Verint’s outlook for fiscal 2017 now calls for revenues to drop or rise in a range of negative 2% to positive 2%, and for EPS to be similar to fiscal 2016’s adjusted EPS of $3.04. The company further estimated that its Enterprise Intelligence segment will have mid-to-high single-digit revenue growth, and that its Security Intelligence segment revenue is expected to decline by 10% to 15%. The consensus estimates now call for EPS of $3.14 and $1.22 billion in revenue.
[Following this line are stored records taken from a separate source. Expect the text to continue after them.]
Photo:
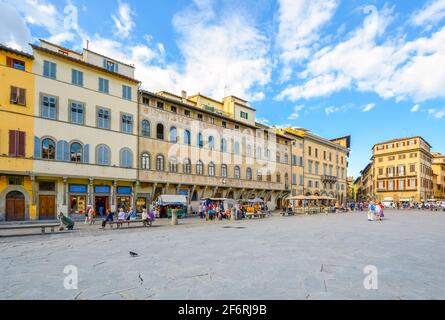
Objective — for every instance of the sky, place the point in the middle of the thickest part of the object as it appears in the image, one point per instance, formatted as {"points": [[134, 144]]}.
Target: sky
{"points": [[371, 69]]}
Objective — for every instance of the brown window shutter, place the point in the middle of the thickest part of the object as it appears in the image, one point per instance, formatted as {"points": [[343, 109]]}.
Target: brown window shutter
{"points": [[12, 143], [21, 144], [22, 97], [14, 93]]}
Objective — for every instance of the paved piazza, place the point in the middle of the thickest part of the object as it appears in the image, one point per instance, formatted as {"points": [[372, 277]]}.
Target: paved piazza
{"points": [[304, 257]]}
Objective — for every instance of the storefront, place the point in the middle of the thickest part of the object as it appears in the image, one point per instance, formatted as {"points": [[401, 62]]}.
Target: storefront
{"points": [[123, 198], [101, 199], [78, 195]]}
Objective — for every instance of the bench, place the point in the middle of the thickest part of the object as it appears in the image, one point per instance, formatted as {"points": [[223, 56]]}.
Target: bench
{"points": [[120, 224], [43, 227]]}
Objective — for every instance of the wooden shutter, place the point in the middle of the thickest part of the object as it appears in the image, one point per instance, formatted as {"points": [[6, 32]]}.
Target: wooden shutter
{"points": [[21, 144], [12, 143]]}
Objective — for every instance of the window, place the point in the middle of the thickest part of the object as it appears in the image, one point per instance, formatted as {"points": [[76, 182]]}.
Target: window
{"points": [[18, 96], [127, 123], [110, 65], [211, 143], [103, 155], [49, 107], [145, 128], [104, 85], [126, 158], [126, 92], [48, 149], [237, 173], [160, 163], [199, 168], [49, 69], [187, 166], [173, 135], [200, 140], [76, 152], [223, 145], [77, 113], [211, 169], [249, 174], [15, 63], [103, 118], [145, 161], [187, 137], [160, 131], [224, 171], [173, 165], [17, 140], [77, 77]]}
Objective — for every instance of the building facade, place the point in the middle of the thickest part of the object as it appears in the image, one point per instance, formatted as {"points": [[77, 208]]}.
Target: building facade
{"points": [[321, 165], [402, 170], [16, 135], [438, 166], [85, 131], [201, 147]]}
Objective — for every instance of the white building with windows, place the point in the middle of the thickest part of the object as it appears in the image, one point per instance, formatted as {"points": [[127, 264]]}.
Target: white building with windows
{"points": [[85, 135]]}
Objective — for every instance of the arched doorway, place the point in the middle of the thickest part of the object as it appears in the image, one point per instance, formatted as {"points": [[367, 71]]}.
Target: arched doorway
{"points": [[15, 206]]}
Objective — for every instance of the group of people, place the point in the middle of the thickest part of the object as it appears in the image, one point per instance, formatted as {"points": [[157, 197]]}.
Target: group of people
{"points": [[375, 212]]}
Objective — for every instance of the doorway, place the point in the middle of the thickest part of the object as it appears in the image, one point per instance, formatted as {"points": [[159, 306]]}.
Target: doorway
{"points": [[101, 205], [47, 207], [15, 206]]}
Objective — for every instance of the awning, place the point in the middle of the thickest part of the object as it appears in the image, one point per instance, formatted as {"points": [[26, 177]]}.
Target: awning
{"points": [[168, 199]]}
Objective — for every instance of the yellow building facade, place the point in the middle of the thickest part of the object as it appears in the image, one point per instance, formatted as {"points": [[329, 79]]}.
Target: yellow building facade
{"points": [[17, 201]]}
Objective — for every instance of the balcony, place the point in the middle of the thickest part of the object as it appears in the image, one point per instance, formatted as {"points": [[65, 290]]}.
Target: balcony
{"points": [[328, 179]]}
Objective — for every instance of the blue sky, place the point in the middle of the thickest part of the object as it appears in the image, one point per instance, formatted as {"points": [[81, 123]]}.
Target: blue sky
{"points": [[371, 69]]}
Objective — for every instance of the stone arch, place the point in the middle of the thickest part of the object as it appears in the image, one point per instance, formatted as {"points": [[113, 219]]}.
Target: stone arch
{"points": [[3, 195]]}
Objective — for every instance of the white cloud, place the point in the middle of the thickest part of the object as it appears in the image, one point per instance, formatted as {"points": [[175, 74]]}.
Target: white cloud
{"points": [[430, 14], [368, 107], [415, 108], [299, 24], [123, 20]]}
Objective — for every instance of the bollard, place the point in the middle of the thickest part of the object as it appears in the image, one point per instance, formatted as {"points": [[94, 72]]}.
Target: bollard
{"points": [[174, 217]]}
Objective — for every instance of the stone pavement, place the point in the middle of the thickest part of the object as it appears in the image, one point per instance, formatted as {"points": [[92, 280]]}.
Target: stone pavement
{"points": [[303, 257]]}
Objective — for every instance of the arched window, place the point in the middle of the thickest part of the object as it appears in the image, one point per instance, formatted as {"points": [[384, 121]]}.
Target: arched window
{"points": [[187, 137], [173, 134], [145, 128], [160, 163], [224, 170], [187, 166], [48, 149], [145, 161], [200, 140], [126, 158], [160, 131], [200, 168], [236, 148], [76, 152], [237, 173], [249, 174], [211, 169], [173, 164], [211, 143], [103, 155], [223, 145]]}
By the end of the week, Verint had recovered virtually all the value it lost, despite an analyst’s downgrade and a number of price target cuts. Credit Suisse cut Verint’s price target from $60 to $45 and lowered its rating from Outperform to Neutral. The analysts also offered the following details:

However, it now appears that the headwinds are more structural (or at least longer-term) in nature, as mgmt. cited several reasons for the weaker outlook including: (1) challenging approval cycles for large transformational deployments causing Verint to pivot to smaller entry-level packages; (2) customer preference to purchase individual point solutions initially, which is somewhat contrary to Verint’s integrated suite strategy, and (3) general pressure on gov’t budgets from macro headwinds in emerging markets. As such, we move to the sidelines as we believe Verint shares will not outperform in the near-term as it could take several qtrs. for the company to re-work its product mix and go-to-market strategy.